Investigation about periodic Fredholm–Volterra IDEs of first-order numerically is scarce. In this paper, we utilize a methodical way to solve these type of equations. The present method is accurate, need less effort to achieve the results, and is developed especially for nonlinear case. Meanwhile, the proposed method has an advantage that it is possible to pick any point in the interval of integration and as well the approximate solution and its derivative will be applicable.

The theory of reproducing kernel has recently emerged as a powerful framework in numerical analysis, differential and integral equations, and probability and statistics [26], [27], [28]. On the other aspect as well, a RKHS is a useful framework for constructing approximate solutions for linear and nonlinear equations. This method has been implemented in several differential, integral, Integro–differential, operator, and system of equations, such as initial-boundary-value problems [29], partial differential equations [30], singular BVPs [31], [32], Fredholm–Volterra integral equation [33], Fredholm–Volterra IDEs [18], [19], [20], [21], periodic BVPs [34], [35], operator equations [36], system of equations [37].

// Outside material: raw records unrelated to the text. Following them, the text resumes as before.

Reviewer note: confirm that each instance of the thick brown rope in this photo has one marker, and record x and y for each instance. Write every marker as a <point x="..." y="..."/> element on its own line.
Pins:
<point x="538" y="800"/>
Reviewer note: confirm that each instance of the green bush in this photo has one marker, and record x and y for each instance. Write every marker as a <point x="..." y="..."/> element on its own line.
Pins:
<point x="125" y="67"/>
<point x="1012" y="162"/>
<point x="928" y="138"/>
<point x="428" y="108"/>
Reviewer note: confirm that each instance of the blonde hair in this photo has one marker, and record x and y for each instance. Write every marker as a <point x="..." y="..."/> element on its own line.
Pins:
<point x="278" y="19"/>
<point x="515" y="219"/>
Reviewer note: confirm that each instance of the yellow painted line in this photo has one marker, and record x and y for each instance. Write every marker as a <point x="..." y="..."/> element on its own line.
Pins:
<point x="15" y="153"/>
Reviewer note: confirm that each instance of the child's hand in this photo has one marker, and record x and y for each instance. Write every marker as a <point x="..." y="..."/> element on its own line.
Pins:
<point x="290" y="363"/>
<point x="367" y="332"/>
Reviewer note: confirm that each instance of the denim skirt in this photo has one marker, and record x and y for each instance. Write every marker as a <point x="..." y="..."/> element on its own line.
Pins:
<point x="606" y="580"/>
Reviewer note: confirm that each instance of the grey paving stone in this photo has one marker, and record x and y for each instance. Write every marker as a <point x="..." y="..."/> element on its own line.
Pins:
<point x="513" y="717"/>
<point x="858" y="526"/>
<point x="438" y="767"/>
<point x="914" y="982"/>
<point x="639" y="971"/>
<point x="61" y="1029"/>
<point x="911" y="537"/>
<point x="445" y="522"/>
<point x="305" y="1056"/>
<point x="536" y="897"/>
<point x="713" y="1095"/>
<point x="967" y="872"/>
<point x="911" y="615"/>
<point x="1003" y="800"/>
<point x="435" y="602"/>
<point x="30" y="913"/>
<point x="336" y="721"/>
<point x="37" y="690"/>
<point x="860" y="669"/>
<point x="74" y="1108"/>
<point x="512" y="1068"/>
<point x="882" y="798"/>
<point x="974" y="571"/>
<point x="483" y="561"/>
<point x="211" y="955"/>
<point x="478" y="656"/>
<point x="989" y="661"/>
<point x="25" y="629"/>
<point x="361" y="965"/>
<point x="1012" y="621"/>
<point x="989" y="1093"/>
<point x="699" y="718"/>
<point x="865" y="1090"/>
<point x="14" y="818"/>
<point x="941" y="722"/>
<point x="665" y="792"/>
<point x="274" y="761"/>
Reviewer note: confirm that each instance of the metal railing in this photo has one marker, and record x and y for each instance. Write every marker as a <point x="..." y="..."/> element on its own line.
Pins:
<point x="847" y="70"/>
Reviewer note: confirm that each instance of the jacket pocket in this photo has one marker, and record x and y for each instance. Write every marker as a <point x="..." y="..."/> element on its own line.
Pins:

This paper is organized in six sections including the introduction. In Section 2, two reproducing kernel spaces are presented in order to construct a reproducing kernel function. In Section 3, the analytical solution for Eqs. (1), (2) in the space $W_2^2\left[0\text{,}1\right]$ and some essential results are introduced. Also, an iterative method to solve Eqs. (1), (2) numerically in the same space is described. In Section 4, the n -term approximate solution $u_n\left(x\right)$ is proved to converge to the exact solution $u\left(x\right)$ in the space $W_2^2\left[0\text{,}1\right]$. Numerical experiments are presented in Section 5. Finally, in Section 6 some concluding remarks and future recommendations are presented.